Defendant filed a motion to suppress the statements he had made to the police. A hearing was held on the motion and it was denied.
*697 Defendant argues before this Court that the presiding Justice erred in denying his motion to suppress because the general police surveillance of him on the street was an unreasonable intrusion on his expectation of privacy in violation of the Fourth Amendment of the Constitution of the United States. It is apparent, however, that no "search" or "seizure" occurred within the meaning of the Fourth Amendment. Defendant was observed while walking along a public street. "What a person knowingly exposes to the public . . . is not a subject of Fourth Amendment protection." Katz v. United States, 389 U.S. 347, 88 S. Ct. 507, 19 L.Ed.2d, 567, (1967). Since the "surveillance" did not infringe upon a protected interest, there is no occasion for this Court to discuss the reasonableness of the police activity. United States v. Dionisio, 410 U.S. 1, 35 L. Ed. 2d 67, 93 S. Ct. 764 (1972). Suffice it to say, it is apparent from the record the police acted appropriately. The motion to suppress was properly denied.
During the trial the defendant called Linda Burbee as a witness. On cross-examination, Ms. Burbee testified that defendant and Meader had planned the burglary in her presence. Defendant on redirect examination sought to admit a portion of Ms. Burbee's statement to the Bangor Police. The State objected that the proffered statement was irrelevant, and the trial court sustained the objection.
As his second issue on appeal, defendant argues that the Trial Court abused its discretion in excluding Ms. Burbee's statement because it was relevant to the credibility of "Ms. Burbee and others." Defendant claims that the error was not harmless because the jury, during its deliberations, requested that Ms. Burbee's testimony be read back to them.

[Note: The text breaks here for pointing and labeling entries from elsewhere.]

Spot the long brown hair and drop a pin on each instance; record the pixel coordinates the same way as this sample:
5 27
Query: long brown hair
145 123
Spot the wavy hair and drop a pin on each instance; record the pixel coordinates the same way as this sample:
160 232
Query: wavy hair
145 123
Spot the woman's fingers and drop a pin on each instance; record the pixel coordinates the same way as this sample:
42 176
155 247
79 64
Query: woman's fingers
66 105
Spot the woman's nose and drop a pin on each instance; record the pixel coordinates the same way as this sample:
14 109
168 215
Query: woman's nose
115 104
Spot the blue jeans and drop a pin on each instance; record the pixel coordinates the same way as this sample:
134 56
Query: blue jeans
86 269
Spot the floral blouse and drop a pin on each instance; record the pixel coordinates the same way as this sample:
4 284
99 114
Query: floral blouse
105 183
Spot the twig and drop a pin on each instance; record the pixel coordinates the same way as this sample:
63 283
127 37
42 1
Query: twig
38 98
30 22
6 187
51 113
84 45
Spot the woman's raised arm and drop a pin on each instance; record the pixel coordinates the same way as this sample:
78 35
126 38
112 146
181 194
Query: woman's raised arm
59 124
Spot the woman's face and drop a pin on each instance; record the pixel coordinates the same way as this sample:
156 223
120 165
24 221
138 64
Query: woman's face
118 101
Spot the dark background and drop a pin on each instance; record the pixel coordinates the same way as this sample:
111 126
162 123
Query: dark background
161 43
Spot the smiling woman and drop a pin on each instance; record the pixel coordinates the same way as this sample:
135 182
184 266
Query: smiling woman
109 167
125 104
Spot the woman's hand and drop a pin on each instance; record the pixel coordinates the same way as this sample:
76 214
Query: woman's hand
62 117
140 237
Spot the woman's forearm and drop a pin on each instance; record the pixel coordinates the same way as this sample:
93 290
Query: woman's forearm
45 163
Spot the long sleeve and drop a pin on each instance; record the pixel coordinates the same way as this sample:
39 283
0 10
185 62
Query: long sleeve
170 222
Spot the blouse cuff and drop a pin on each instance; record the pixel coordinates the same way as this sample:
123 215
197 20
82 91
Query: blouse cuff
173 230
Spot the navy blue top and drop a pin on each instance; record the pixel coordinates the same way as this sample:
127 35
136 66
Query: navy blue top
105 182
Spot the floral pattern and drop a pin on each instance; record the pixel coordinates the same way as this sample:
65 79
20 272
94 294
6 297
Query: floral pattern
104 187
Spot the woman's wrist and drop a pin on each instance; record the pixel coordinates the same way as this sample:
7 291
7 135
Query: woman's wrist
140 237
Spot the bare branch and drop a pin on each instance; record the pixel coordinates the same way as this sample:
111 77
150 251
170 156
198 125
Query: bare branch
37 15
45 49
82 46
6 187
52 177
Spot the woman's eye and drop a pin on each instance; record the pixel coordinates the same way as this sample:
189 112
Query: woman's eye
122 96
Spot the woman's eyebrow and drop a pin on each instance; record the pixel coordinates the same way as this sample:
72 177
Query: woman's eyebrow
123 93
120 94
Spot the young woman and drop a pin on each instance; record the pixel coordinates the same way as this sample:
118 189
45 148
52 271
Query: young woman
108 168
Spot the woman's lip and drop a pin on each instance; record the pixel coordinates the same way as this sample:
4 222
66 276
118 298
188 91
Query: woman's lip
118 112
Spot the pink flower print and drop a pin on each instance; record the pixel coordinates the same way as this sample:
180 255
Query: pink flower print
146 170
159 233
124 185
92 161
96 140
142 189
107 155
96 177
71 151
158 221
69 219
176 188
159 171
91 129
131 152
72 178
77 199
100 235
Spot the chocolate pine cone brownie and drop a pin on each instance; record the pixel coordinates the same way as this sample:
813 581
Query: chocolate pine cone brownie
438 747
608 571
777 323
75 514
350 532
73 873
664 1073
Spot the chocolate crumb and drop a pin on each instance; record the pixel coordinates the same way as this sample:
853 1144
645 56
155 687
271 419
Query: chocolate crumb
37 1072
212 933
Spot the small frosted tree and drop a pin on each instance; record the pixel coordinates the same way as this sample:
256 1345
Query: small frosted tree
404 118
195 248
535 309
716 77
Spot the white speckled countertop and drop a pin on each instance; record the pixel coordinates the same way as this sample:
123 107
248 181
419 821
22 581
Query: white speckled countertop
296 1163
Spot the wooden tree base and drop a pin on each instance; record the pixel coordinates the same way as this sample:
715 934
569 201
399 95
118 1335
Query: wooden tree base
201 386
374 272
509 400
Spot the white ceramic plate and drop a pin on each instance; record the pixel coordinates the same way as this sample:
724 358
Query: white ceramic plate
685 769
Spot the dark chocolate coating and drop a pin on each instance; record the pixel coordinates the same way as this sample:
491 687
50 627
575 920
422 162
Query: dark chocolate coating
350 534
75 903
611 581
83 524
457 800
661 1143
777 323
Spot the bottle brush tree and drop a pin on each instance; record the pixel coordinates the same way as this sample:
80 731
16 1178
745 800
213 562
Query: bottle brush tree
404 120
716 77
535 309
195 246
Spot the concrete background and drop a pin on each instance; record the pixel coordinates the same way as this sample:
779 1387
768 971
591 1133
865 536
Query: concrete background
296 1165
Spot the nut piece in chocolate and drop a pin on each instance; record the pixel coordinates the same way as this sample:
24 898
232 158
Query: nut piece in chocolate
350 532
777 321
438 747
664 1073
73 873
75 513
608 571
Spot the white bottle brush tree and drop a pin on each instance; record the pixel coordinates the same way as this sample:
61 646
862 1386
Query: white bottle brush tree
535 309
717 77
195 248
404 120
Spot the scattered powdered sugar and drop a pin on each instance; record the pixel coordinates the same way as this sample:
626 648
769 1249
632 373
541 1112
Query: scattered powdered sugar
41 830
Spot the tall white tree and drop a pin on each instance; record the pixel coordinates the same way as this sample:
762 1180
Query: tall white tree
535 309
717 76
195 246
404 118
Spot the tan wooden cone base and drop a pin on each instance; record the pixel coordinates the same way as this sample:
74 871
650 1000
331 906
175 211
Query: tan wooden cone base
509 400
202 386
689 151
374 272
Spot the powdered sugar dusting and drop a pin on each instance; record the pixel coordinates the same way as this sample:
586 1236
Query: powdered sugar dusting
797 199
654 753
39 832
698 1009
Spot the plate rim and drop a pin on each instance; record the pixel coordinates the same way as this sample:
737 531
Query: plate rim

The excluded statement detailed numerous crimes that Meader had committed, and reveals that Ms. Burbee knew of this criminal activity. The statement also reveals that Ms. Burbee had wanted Meader, who had been living with the defendant and Ms. Burbee for two weeks, to leave her home once she discovered these facts.
A trial judge has broad discretion in ruling on questions of relevancy during trial. State v. Kilton, Me., 387 A.2d 210 (1978). Even assuming the statement was relevant, we conclude that no error was committed under Rule 403, M.R.Evid.State v. Morton, Me., 397 A.2d 171 (1979). The excluded statement in no way countered the evidence of defendant's involvement in the charged crimes. There was the danger that admission into evidence of the statement would tend to confuse the issue of defendant's guilt with that of Meader's. See, State v. Morton, supra.
We find no abuse of discretion in the exclusion of Ms. Burbee's statement. Accordingly, the entry must be:
 Rule 403, M.R.Evid., provides:
Although relevant, evidence may be excluded if its probative value is substantially outweighed by the danger of unfair prejudice, confusion of the issues, or misleading the jury, or by considerations of undue delay, waste of time, or needless presentation of cumulative evidence.